The Montana Historical Society (MHS), recipients of a 2012 CLIR “Hidden Collections” grant to process the Lee Metcalf Photograph and Film Collections, is pleased to announce the completion of Lot 31 Lee Metcalf Photograph Collection. The collection, processed by Project Photograph Archivist Matthew Peek for the MHS Photo Archives, is the original congressional and personal image collection of Montana U.S. Senator Lee Metcalf, who served in the U.S. House from 1953-1960 and in the U.S. Senate from 1961-January 1978. Metcalf was as the longest-serving Acting President Pro Tempore of the U.S. Senate (1963-January 1978), during which time he oversaw and managed the debate over the 1964 Civil Rights Act, Vietnam War debates, the 1964 Wilderness Act, War on Poverty legislation, the Truth in Packaging Act, and numerous other significant 1960s and 1970s Senate floor debates.

The collection contains 3,900 photographic images: 2,687 photographic prints: black and white, color–various sizes (17 oversize); 1,181 film negatives: black and white, color–various sizes; 10 tintypes; and 22 35mm slides. All the photographs and negatives were individually numbered and identified. The collection is organized by series and subseries that match the topical divisions found in the Lee Metcalf Papers (MC 172), housed in the MHS Archives. This organization of Lot 31 allows for better coordination between content in the photographs and papers for researchers and the public. The finding aid, currently around 340 pages, will be encoded to upload to Northwest Digital Archives (NWDA), with a goal for it to be uploaded by June 2014. Lot 31 is already being made available for image reproduction requests, and will be made available for regular research use by the public on April 29, 2014.

Topics covered by the collection include the 1964 Wilderness Act; various farming bills and committee hearings on those bills; congressional reorganization in the 1960s and early 1970s; Inter-Parliamentary Union trips; various Montana officials; U.S. Presidential visits to Montana; images covering Metcalf’s role in the eventually passing of the Secondary and Elementary Education Act of 1965; images showing the implementation of War on Poverty measures in Montana; Native American affairs; dam construction in Montana; and images of Senator Lee Metcalf and his wife Donna’s personal life from 1911 to the 1970s.

This is one of the largest photograph collections of a Montana U.S. congressman in the country, currently second behind Senator Mike Mansfield’s 7,500 image collection at the University of Montana-Missoula.
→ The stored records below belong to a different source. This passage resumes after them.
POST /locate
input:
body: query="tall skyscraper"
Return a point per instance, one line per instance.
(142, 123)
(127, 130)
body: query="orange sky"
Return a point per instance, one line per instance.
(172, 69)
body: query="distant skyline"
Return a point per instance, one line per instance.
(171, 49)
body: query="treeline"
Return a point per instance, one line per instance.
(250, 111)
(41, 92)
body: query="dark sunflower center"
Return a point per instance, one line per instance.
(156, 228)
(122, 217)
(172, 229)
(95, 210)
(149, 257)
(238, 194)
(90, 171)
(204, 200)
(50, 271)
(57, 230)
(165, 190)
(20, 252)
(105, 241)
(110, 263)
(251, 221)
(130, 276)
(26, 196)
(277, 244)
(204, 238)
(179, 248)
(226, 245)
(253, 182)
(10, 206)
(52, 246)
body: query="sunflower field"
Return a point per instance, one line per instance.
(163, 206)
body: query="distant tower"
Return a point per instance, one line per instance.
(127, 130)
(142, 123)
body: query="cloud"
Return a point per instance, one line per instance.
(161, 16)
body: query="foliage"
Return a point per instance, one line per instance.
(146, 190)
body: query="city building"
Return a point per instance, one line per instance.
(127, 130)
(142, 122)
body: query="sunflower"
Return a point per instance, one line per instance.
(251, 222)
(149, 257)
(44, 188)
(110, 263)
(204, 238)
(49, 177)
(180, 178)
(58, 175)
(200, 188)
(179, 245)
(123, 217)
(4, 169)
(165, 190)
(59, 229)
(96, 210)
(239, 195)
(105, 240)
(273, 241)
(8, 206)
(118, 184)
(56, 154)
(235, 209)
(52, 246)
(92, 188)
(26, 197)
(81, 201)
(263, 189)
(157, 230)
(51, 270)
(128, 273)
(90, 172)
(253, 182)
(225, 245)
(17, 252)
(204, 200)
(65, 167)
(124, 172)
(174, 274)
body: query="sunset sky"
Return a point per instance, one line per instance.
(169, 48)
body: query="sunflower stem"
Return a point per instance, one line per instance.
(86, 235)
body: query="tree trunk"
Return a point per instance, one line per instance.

The Lee Metcalf Photograph Collection is one of the few collections nationwide for a 1950s-1970s Democratic Senator that has been item-level processed thus far, making a rare collection of images. For Montana, the collection marks a significant documentation of political life in Montana in the mid-20th century. The photograph collection will be used in 2014 to commemorate the 1964 Wilderness Act, the Economic Opportunity Act, the 1964 Civil Rights Act, the 1964 Montana Flood, and other anniversary events in which Senator Metcalf was involved. As a Senator called by Ralph Nader’s 1972″Congress Project” as the most liberal U.S. Senator, the Lee Metcalf Photograph Collection is a vital component of bringing awareness to the life and work of a significant, often overlooked, U.S. Senator during the 1960s and 1970s.